Serves: 4-6
Ingredients
Flour for dusting
400g short crust pastry
Butter
30g (smoked) lardons
200g onions (cippolini if possible), sliced into thin rounds
2 eggs
150ml milk
150ml whipping cream
Nutmeg (optional)
Salt and pepper
Equipment
20-25cm tart tin
Method
1. Preheat the oven to 180c/gas 4. Flour the work surface and rolling pin and roll the dough out to about 3mm thick. Generously butter the tart mould. Drape the dough over the mould, fit it in, and trim off any dough that hangs over the edges. Cover the dough with foil and top the foil with dried beans. Bake for 20 minutes.
2. Warm 5g of butter in a frying pan for two minutes over a low heat. Add the lardons and cook for two minutes stirring. Add the onions and stir for five minutes. Cover and cook for 30 minutes, still over a low heat, stirring every five minutes.

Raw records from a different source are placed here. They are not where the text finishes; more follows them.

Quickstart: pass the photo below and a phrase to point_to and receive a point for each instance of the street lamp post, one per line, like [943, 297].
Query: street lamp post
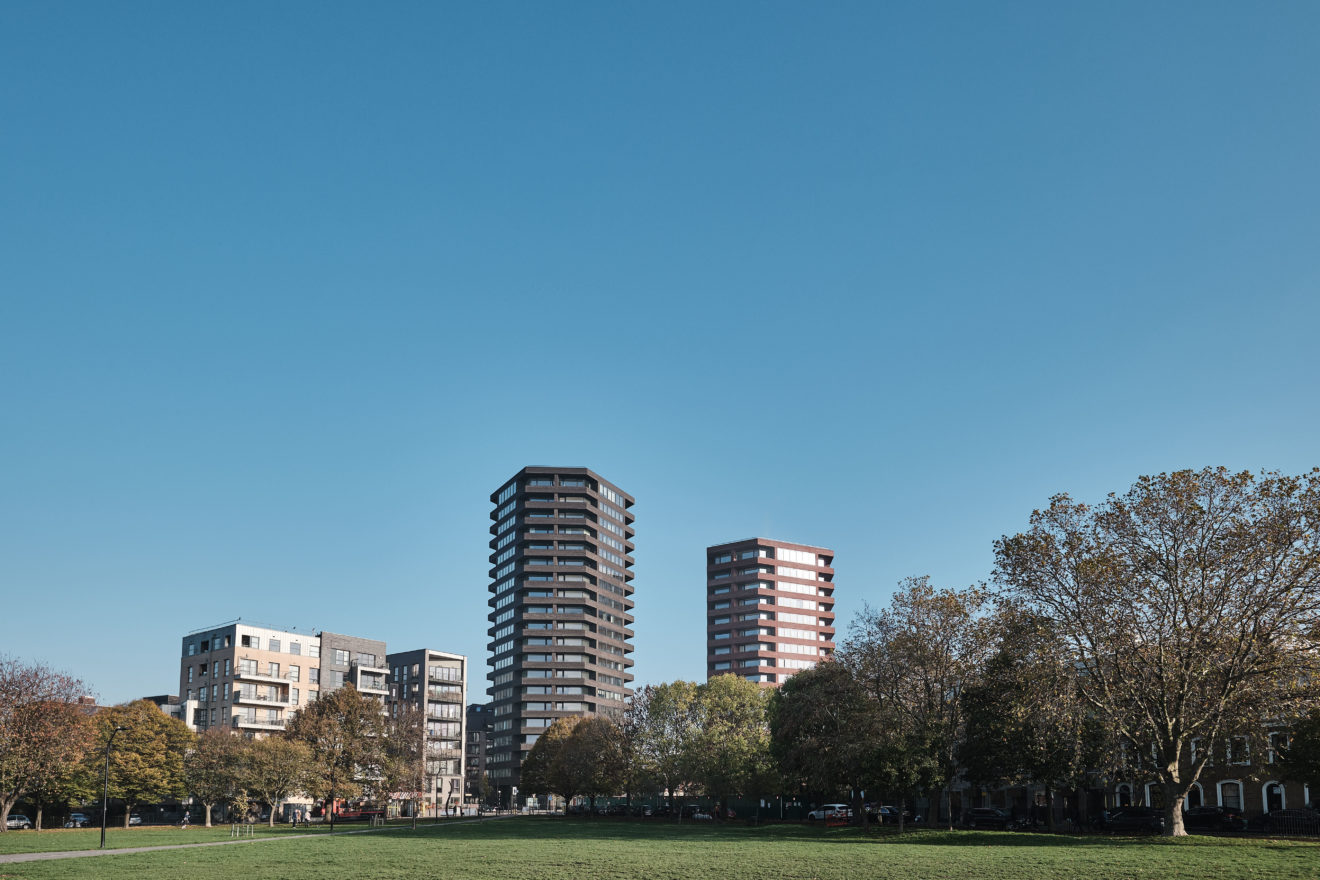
[104, 796]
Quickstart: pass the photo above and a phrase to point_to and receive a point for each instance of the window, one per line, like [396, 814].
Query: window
[1278, 742]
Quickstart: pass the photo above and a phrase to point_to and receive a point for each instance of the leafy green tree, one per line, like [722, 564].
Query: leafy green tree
[593, 757]
[544, 769]
[914, 659]
[824, 731]
[276, 768]
[345, 732]
[667, 719]
[147, 759]
[730, 751]
[215, 768]
[44, 731]
[1189, 603]
[1026, 722]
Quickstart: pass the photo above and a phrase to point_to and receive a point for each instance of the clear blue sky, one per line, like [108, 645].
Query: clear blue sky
[288, 289]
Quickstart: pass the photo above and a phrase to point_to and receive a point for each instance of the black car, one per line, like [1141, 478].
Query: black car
[1134, 819]
[990, 817]
[1213, 818]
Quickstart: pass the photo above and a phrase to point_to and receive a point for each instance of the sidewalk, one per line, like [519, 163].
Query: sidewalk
[86, 854]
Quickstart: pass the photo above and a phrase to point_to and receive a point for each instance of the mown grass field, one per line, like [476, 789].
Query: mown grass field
[556, 848]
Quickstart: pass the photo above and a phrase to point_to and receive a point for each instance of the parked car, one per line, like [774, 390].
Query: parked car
[1134, 819]
[1287, 822]
[887, 814]
[991, 817]
[1213, 818]
[829, 812]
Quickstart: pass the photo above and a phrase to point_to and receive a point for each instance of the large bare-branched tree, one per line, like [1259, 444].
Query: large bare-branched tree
[42, 728]
[915, 659]
[1189, 604]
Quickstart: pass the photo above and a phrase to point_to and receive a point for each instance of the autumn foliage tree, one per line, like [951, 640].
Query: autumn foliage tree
[44, 730]
[915, 657]
[215, 767]
[345, 732]
[1191, 604]
[147, 759]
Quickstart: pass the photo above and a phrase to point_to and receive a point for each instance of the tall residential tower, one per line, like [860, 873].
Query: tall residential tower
[561, 557]
[770, 608]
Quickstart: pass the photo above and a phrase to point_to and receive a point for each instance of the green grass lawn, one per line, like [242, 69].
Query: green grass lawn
[556, 848]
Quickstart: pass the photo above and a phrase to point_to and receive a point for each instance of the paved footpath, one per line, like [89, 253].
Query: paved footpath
[86, 854]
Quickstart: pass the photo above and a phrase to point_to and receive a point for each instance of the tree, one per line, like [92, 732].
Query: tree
[1026, 722]
[147, 761]
[543, 769]
[915, 659]
[667, 723]
[276, 767]
[1189, 606]
[824, 731]
[41, 728]
[593, 757]
[345, 732]
[215, 768]
[730, 751]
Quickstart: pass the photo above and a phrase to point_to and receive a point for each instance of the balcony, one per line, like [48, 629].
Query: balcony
[260, 699]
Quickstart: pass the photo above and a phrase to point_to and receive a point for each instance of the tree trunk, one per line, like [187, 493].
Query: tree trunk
[1174, 794]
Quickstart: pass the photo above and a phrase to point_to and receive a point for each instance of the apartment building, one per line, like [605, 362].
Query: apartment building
[477, 735]
[434, 682]
[354, 660]
[561, 607]
[770, 608]
[247, 677]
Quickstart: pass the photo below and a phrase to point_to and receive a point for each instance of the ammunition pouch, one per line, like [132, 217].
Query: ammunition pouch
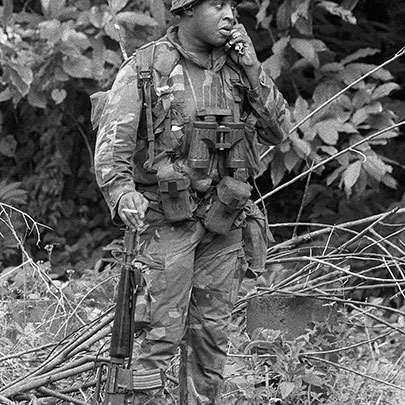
[208, 136]
[175, 196]
[230, 198]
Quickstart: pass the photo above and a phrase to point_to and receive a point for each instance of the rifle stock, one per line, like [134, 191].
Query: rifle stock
[119, 374]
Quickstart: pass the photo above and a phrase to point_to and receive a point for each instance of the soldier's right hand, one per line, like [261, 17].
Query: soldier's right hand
[132, 208]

3. Whisk the eggs until they are homogeneous and foamy. Whisk in the milk, the cream, a grating or two of nutmeg, and a bit of salt and pepper.
4. Remove the foil and beans from the tart tin. Bake the naked pastry case for two minutes more. Arrange the lardons and onions evenly in the pastry case and pour in the egg mixture and bake for 30-35 minutes.